Renormalization of Einstein-Gauss-Bonnet AdS gravity

TL;DR

This paper develops a holographic renormalization framework for Einstein-Gauss-Bonnet AdS gravity, providing finite action and stress-energy tensor calculations in various dimensions, and applies it to analyze six-dimensional black holes.

Contribution

It introduces a covariant counterterm formulation for Einstein-Gauss-Bonnet AdS gravity in six dimensions and compares it with standard methods, ensuring consistent holographic stress tensors.

Findings

Finite asymptotic charges for 6D black holes are obtained.

Black hole thermodynamics is correctly recovered using both renormalization schemes.

The covariant counterterm approach yields consistent results with standard methods.

Abstract

The asymptotic analysis for the metric of a generic solution of Einstein-Gauss-Bonnet AdS theory is provided by solving the field equations in the Fefferman-Graham frame. Using standard holographic renormalization, the counterterms that render the action finite are found up to seven spacetime dimensions.
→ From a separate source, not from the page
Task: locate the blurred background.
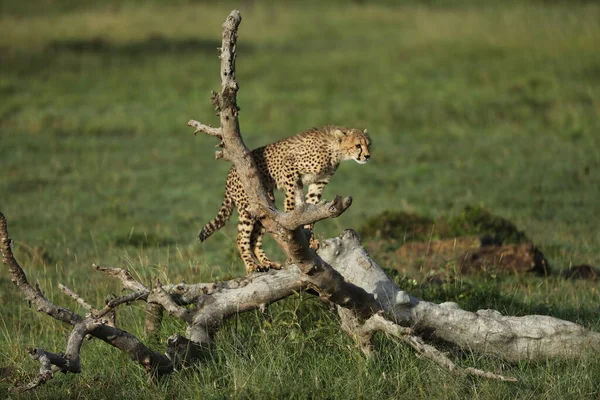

In the case of 6D, an equivalent formulation that permits a fully covariant determination of the counterterms is introduced, based on the finiteness of conformal invariants. It is shown that both schemes end up in the same holographic stress-energy tensor. Physical properties of six-dimensional topological Boulware-Deser black holes in Einstein-Gauss-Bonnet-AdS$_6$ gravity, whose boundary has nontrivial conformal features, are worked out in detail. Employing both renormalization prescriptions, finite asymptotic charges are found, and the correct black hole thermodynamics is recovered.